Game Group verkauft britische Filialen an Opcapita

Der insolvente Videospiel-Händler Game Group hat die mehr als 300 noch geöffneten britischen Filialen an das Investmentunternehmen Opcapita verkauft. Damit sollen die fast 3200 Arbeitsplätze gesichert sein.

vorlesen Druckansicht 3 Kommentare lesen
Lesezeit: 1 Min.

Der zahlungsunfähige britische Videospiel-Händler Game Group hat seine noch geöffneten britischen Filialen an das Investmentunternehmen Opcapita verkauft. Das bestätigten der Insolvenzverwalter von Game Group und Opcapita am gestrigen Sonntag. Die 333 noch geöffneten britischen Filialen der Game Group konnten damit vor der Schließung bewahrt werden. Auch fast 3200 Arbeitsplätze sind damit laut Opcapita vorerst gesichert.
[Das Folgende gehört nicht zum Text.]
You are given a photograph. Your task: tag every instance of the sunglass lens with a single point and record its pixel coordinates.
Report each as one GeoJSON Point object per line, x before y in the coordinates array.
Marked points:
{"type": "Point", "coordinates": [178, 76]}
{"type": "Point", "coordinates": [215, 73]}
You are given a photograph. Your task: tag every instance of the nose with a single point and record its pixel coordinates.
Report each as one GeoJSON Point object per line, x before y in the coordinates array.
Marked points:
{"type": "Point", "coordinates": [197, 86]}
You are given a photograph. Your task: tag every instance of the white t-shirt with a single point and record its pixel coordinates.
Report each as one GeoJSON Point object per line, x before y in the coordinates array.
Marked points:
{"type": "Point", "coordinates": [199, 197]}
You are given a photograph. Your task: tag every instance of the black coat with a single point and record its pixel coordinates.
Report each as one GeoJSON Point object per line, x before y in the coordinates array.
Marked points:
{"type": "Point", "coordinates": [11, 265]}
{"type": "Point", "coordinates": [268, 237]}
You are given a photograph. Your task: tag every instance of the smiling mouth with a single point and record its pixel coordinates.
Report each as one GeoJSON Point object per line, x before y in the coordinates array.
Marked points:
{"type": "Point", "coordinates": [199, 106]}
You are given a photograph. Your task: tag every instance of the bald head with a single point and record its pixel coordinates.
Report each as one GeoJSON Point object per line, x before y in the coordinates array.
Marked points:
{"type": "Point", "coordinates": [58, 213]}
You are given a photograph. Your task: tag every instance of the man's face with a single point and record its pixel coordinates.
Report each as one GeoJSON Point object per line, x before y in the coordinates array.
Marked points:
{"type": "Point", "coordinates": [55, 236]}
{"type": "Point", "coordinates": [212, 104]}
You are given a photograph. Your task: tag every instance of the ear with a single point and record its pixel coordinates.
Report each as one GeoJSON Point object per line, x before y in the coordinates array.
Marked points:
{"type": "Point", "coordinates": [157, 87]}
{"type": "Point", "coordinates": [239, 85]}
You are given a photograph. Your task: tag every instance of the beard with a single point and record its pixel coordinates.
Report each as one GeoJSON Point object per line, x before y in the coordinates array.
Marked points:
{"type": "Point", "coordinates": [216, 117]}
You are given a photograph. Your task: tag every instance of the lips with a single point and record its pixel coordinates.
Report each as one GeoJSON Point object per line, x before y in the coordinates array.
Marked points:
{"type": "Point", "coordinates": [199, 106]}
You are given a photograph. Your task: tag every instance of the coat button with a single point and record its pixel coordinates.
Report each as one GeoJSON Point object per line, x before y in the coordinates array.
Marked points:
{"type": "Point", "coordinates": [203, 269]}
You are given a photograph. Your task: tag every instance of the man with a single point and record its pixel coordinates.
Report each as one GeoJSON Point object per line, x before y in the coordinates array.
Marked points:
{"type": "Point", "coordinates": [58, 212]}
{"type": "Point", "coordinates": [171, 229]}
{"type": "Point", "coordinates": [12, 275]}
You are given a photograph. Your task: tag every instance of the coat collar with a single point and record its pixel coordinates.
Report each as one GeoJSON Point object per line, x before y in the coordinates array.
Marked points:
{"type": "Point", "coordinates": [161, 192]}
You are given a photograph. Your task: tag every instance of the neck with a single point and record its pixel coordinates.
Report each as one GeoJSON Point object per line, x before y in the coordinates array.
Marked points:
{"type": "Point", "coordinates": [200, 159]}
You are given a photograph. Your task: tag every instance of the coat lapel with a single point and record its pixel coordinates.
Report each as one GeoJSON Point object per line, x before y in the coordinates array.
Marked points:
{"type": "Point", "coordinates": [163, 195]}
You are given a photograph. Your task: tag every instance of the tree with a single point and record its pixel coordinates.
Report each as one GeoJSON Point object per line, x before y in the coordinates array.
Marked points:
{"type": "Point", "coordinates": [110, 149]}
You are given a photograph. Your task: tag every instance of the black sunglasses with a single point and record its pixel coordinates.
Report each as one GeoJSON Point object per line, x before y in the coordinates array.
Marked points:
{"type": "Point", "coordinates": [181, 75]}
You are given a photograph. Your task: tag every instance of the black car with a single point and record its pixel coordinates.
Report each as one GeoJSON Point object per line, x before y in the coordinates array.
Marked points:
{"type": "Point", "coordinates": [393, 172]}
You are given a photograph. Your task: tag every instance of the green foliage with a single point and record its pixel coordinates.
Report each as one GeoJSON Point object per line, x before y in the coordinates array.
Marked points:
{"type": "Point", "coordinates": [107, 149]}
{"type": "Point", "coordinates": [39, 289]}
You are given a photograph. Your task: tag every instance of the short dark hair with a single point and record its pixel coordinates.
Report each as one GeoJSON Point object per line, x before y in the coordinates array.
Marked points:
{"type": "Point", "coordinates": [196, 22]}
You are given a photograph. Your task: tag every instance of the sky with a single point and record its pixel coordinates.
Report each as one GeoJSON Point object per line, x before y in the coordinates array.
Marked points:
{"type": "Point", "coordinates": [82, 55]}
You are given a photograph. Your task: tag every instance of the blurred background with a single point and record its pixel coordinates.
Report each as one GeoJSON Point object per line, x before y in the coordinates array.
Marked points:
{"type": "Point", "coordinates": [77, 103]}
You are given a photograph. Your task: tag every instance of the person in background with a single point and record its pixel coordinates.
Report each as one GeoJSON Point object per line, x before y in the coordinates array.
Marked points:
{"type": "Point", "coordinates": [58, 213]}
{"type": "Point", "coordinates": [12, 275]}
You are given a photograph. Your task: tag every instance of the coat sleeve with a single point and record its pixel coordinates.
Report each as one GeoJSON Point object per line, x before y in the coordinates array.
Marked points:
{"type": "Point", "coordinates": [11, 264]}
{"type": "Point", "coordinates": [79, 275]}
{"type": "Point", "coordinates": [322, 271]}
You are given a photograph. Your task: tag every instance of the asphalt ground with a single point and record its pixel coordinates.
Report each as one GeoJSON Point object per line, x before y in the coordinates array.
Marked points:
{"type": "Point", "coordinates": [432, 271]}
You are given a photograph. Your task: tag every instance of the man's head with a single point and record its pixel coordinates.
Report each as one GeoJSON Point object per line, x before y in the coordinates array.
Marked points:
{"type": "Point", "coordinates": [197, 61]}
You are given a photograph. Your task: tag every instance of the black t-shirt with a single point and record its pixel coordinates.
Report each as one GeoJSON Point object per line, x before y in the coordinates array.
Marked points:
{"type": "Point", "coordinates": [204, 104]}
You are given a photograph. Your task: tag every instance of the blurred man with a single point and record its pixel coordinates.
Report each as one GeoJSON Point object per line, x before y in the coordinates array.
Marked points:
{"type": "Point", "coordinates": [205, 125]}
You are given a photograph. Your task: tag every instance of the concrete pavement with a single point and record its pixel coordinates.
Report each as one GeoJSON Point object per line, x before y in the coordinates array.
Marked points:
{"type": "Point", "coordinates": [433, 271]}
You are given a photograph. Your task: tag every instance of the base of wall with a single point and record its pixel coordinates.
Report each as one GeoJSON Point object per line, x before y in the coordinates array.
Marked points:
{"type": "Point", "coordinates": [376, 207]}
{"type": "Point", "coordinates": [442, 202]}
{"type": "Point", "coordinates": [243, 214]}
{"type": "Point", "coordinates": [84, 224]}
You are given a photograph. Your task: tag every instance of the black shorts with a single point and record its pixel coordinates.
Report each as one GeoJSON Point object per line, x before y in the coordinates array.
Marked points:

Darüber hinaus kündigte Opcapita an, dass einige der Angestellten, die bis zur vergangenen Woche in der Zentrale der Game Group gearbeitet haben, wieder eingestellt werden sollen. Im Zuge der Insolvenz hatte Game Group Anfang der vergangenen Woche fast 300 Geschäfte in Großbritannien geschlossen. Dem Wall Street Journal zufolge verloren dabei mehr als 2000 Angestellte ihren Arbeitsplatz.

Die großen finanziellen Schwierigkeiten der Game Group waren Anfang März bekannt geworden. Wenige Tage später hatte das Unternehmen dann mitgeteilt, dass im Konzern kein Kapital mehr vorhanden sei und man deswegen in die Insolvenz gehe. (mho)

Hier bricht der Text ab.